I am with you. Early bedtimes, gosh I need some time away, when will this baby learn to play on her own – and sometimes I do feel guilty. Thanks for the reminder that I don't need to. We are all different and that's OK.
I hesitate as always to write risking the eye rolls. people have it much harder than me. But Having four at once was a sacrfice…and continues to be. I had to make the sacrifice knowing the weight would primarily always be on me.
Choosing to keep all of them against recommendation, Having to give up all our savings and job just to get pregnant…then proceed to go in debt..(the NICU was in the millions)
Give up my career independance in one swoop most moms get to gradualy add one at a time adjusting to the change..this messed with my head for sure.

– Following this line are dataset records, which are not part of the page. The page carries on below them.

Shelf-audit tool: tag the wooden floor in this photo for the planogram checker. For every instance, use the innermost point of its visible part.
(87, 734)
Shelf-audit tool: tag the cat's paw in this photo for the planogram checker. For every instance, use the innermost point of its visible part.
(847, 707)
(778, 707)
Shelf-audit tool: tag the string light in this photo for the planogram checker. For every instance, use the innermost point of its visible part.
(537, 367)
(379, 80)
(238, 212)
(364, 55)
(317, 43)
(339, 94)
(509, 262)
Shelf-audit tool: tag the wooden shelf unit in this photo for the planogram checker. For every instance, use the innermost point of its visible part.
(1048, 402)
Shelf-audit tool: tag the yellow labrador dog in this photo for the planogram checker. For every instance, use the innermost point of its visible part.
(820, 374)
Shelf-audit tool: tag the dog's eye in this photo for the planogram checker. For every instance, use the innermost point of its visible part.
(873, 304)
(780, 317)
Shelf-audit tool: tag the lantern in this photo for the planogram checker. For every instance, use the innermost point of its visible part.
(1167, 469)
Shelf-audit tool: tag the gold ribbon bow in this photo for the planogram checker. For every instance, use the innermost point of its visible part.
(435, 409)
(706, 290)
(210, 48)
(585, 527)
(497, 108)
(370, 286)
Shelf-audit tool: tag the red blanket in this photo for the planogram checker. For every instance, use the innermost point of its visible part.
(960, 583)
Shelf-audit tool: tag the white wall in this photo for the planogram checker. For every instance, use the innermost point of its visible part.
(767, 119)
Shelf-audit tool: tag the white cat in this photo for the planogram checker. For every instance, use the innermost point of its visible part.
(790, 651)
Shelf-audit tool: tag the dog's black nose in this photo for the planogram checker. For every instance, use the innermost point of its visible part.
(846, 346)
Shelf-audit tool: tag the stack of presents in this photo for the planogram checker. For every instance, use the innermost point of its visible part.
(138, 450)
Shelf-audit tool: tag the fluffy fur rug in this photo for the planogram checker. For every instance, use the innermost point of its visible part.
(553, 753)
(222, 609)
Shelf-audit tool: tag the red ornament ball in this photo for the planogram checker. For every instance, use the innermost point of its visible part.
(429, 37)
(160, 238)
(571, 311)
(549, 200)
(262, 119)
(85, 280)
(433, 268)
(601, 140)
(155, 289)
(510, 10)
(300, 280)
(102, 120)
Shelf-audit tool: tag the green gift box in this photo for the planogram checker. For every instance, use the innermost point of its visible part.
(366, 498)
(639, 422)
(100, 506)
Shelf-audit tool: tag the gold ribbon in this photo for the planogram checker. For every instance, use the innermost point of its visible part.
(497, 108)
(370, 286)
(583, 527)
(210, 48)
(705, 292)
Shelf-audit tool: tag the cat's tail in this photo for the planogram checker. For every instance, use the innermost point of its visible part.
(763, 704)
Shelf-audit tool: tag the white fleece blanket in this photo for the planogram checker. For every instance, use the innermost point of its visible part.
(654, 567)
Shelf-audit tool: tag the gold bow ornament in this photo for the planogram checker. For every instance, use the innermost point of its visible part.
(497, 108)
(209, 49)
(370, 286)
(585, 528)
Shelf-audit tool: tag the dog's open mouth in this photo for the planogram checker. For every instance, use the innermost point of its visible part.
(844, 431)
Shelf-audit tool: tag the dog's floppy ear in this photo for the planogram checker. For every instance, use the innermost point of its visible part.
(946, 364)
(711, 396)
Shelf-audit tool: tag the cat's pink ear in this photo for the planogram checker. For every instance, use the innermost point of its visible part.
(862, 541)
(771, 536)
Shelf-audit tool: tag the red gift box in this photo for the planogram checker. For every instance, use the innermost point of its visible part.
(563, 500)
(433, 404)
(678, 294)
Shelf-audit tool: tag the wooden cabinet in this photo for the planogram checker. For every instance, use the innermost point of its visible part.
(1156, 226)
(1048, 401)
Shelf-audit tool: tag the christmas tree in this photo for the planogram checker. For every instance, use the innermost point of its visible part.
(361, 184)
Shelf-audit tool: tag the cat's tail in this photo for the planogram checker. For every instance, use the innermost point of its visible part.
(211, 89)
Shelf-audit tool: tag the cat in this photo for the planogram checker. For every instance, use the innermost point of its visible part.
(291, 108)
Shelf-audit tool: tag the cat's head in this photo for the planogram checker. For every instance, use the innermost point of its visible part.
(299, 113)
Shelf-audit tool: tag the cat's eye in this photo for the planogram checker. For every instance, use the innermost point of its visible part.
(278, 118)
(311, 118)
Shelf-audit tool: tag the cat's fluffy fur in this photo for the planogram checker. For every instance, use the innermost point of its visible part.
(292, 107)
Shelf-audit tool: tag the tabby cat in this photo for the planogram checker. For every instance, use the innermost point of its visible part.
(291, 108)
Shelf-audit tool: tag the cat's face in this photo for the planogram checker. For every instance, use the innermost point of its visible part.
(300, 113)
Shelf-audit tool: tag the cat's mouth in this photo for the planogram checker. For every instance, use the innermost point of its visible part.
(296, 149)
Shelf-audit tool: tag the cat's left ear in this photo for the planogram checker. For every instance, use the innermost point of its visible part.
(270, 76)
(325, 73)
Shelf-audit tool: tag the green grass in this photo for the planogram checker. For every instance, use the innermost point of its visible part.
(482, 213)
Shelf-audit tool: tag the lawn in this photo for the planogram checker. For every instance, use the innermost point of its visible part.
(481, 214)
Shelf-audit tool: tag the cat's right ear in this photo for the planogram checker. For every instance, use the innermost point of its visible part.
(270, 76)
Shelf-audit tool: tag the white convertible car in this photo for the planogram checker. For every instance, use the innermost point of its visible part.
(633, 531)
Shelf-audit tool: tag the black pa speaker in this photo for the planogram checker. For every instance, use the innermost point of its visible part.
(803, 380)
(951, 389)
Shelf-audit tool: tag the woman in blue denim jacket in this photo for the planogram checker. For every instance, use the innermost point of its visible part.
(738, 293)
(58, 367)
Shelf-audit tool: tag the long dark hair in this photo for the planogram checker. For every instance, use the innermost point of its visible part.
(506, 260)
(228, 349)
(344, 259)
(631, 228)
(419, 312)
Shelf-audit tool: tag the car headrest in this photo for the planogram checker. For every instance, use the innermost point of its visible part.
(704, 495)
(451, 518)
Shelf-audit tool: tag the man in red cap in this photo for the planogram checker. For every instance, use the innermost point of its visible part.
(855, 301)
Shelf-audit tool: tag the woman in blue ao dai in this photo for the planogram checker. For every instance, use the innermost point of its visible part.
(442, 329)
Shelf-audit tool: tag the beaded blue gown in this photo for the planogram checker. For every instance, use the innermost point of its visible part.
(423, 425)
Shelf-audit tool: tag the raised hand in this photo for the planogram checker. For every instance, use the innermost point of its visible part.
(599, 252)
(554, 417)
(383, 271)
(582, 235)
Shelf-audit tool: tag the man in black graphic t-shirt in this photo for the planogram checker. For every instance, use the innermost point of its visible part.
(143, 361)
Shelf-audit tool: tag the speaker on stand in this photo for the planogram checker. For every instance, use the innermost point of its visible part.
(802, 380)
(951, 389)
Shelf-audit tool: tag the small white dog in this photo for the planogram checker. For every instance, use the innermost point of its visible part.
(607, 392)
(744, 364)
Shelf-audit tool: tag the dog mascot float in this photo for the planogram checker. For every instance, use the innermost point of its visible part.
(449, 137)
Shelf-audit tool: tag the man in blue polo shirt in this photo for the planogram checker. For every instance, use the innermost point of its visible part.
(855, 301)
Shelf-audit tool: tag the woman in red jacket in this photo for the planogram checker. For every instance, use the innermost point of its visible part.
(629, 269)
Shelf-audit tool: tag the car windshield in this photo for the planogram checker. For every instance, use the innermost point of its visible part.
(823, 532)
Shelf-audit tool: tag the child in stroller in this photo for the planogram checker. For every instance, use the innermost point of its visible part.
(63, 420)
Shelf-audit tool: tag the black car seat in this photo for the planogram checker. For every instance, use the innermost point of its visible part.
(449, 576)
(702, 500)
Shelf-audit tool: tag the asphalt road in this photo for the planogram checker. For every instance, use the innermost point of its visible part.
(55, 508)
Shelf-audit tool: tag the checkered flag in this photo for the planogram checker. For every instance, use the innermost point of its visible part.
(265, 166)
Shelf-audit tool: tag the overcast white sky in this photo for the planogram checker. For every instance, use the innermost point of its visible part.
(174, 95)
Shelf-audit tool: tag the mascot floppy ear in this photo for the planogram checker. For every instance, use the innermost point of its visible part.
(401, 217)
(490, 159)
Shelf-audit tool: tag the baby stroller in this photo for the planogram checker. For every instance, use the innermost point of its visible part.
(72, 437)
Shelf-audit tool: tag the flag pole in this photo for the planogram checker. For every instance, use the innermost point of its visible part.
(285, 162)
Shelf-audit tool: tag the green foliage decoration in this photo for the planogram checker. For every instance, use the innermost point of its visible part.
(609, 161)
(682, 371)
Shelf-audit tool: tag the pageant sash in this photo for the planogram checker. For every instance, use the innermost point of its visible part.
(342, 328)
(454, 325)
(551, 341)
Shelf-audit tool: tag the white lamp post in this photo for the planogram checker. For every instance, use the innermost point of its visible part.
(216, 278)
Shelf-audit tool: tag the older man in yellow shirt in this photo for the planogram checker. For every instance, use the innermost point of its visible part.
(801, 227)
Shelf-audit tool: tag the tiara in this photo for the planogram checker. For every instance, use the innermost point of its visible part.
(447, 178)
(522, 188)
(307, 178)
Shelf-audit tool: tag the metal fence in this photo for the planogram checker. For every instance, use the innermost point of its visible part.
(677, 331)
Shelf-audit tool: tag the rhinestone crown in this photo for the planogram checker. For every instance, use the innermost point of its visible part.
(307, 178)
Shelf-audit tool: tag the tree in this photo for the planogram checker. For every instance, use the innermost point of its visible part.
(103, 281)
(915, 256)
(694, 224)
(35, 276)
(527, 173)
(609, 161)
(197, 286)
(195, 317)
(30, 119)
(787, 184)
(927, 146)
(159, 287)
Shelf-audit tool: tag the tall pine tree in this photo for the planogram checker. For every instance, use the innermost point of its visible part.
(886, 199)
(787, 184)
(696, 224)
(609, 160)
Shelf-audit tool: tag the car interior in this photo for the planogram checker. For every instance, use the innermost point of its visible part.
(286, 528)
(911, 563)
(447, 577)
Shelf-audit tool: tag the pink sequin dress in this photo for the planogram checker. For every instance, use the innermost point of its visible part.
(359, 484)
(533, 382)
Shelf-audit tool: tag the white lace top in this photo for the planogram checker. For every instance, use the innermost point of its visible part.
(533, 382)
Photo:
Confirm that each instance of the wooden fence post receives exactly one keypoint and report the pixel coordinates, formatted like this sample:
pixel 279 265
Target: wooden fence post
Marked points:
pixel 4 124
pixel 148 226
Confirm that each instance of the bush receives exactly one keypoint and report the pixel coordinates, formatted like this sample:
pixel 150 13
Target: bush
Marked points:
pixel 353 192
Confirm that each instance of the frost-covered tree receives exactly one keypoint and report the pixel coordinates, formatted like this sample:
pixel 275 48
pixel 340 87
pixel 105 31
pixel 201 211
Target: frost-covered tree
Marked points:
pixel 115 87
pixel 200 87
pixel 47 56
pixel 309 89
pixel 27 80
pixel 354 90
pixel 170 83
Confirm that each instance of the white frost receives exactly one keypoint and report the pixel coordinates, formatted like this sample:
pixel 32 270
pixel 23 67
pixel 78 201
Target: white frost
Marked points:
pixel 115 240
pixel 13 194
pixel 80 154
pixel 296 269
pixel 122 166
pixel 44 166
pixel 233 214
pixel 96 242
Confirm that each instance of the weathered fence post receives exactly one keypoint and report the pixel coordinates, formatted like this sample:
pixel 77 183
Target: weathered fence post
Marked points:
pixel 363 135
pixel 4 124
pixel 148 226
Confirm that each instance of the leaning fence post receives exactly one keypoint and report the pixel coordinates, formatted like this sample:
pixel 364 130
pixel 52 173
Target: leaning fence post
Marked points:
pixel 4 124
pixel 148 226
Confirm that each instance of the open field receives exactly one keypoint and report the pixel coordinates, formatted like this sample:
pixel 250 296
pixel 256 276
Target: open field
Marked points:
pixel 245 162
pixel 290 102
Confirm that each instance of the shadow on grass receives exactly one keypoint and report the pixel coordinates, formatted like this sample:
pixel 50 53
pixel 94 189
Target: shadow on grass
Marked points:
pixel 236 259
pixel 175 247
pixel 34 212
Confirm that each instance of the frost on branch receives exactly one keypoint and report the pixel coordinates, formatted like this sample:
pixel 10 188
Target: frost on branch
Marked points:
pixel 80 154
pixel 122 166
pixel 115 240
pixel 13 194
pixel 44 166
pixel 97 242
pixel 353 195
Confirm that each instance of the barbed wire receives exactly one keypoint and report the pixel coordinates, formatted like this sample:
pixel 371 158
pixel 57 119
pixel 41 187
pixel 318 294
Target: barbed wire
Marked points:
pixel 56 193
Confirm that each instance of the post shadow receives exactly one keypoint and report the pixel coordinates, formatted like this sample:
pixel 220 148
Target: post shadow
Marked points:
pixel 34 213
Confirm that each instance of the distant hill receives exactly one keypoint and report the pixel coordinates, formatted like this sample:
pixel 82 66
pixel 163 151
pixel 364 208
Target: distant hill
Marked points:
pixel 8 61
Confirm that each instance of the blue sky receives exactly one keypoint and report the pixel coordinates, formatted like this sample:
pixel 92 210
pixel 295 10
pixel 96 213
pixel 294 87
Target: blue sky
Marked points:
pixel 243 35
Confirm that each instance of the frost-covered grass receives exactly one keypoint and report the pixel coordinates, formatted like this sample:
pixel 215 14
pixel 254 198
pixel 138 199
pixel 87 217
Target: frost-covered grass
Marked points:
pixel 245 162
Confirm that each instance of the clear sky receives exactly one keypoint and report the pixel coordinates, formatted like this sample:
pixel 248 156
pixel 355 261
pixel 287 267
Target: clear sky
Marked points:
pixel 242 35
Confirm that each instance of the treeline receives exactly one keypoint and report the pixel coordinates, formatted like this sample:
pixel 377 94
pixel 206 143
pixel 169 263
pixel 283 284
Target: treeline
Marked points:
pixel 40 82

The kind of mom I wanted to be would have to be split 4 ways…almost no room for Hubby. First two years I spent in the rabbit hole..everyone had a comment of how to do it and about my sanity but there wasn't another option…their was no help….But from the Lord.
That "but" if i was to be honest kept us alive, and from me being on some serious meds. I am not joking on that note. Motherhood has variations for sure but if you set out to have the spirit in your home, smile more than yell, hug rather than spank you will be stretched and asked to o more than humanly possible.
It is worth it..period. I know I don't need praise, or even equality anymore..I take what i need..I hug my kids longer than they would like, i run for a shorter amount of time but harder than ever, I still go to sleep on average 1:30 am. Bitter is not an option and I think tears down anything good.
But know this mom knows how to scream into a pillow, hide in the closet and fight for a life worth living!
Amy I love that my life is almost nothing what I thought it would be when you look at it..but it is everything i hoped when it comes to what I get out of it.
Amy you are a free spirit asked to nail down her wings for the sake of her family, from the outside it looks like the experience has mad you more beautiful and free than "the simple life."